“Good ole pup!” Dorothy rubbed his smooth, warm head between his ears. “You show your intelligence by using the dictionary as a stepping stone to better things, don’t you, Prof!”

She yawned, closed her book, and promptly went to sleep again herself.

She awoke with a start, to find Mrs. Lawson smiling down at her. Tunbridge was laying the tea-things on a table at the other side of the fire. “Well, my dear,” the lady said, her eyes on the fox terrier, “I see you’ve found a new friend.”

“Oh, yes, isn’t he just too darling? I found him out in the blizzard, he was half frozen and almost starved!” She went on to tell Mrs. Lawson about it.

“I’m afraid I’m not very fond of animals, Janet.” Dorothy noticed that she did not attempt to touch the puppy. “I don’t dislike them, you understand, but somehow they never seem to like me.”

“That’s too bad,” said Dorothy. “I do hope you won’t mind my keeping him—at least until we learn who his owner is?”

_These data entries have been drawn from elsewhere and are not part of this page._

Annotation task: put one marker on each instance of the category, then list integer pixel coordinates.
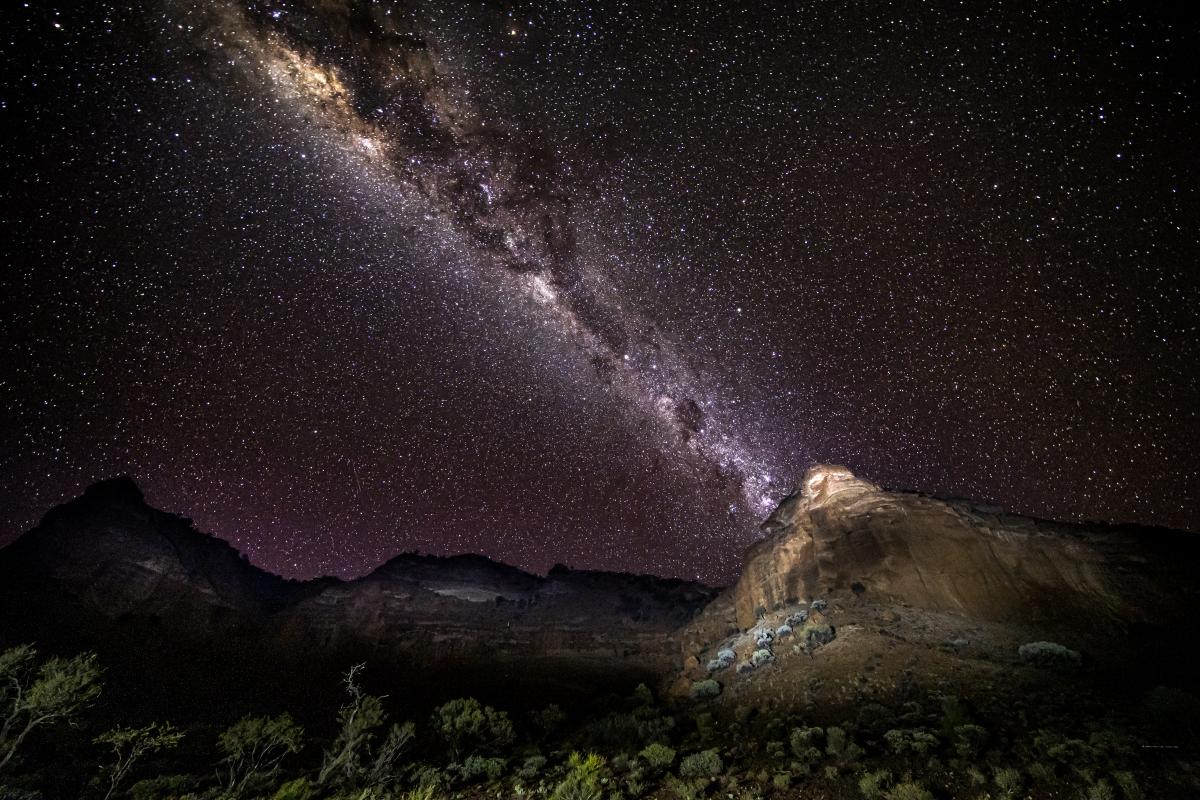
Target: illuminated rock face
(838, 530)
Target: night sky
(594, 283)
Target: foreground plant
(352, 762)
(583, 779)
(253, 749)
(52, 693)
(129, 745)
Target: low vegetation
(923, 746)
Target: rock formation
(839, 531)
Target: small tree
(30, 698)
(351, 762)
(253, 749)
(583, 779)
(467, 725)
(130, 745)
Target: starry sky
(594, 283)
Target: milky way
(399, 110)
(594, 283)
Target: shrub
(297, 789)
(253, 749)
(421, 792)
(873, 785)
(468, 726)
(531, 768)
(706, 763)
(1128, 785)
(802, 739)
(970, 740)
(761, 657)
(835, 741)
(691, 789)
(163, 786)
(30, 697)
(582, 780)
(481, 767)
(1008, 781)
(431, 777)
(658, 756)
(909, 791)
(129, 745)
(1049, 655)
(904, 741)
(352, 762)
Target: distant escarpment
(107, 571)
(853, 591)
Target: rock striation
(839, 533)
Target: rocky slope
(861, 589)
(857, 590)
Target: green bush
(531, 768)
(706, 763)
(468, 726)
(353, 762)
(873, 785)
(297, 789)
(658, 756)
(1128, 783)
(1008, 781)
(253, 749)
(161, 787)
(481, 767)
(804, 739)
(910, 741)
(835, 743)
(970, 740)
(33, 697)
(129, 745)
(909, 791)
(583, 779)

Laura Lawson looked doubtful. “Well, I don’t mind. But—this is Doctor Winn’s house, you know, and his decision, after all, is the one that counts. You will have to ask him about keeping the dog, Janet.”

“Is Doctor Winn going to have tea with us, Mrs. Lawson?”

“He most certainly is, my dear. That is, if you ladies will pour him a cup.”

Dorothy glanced up, and beside her stood an old gentleman, very tall and spare, but bowed with the weight of his years. She knew that the scientist was well over eighty. Catching up the fox terrier, she rose to her feet.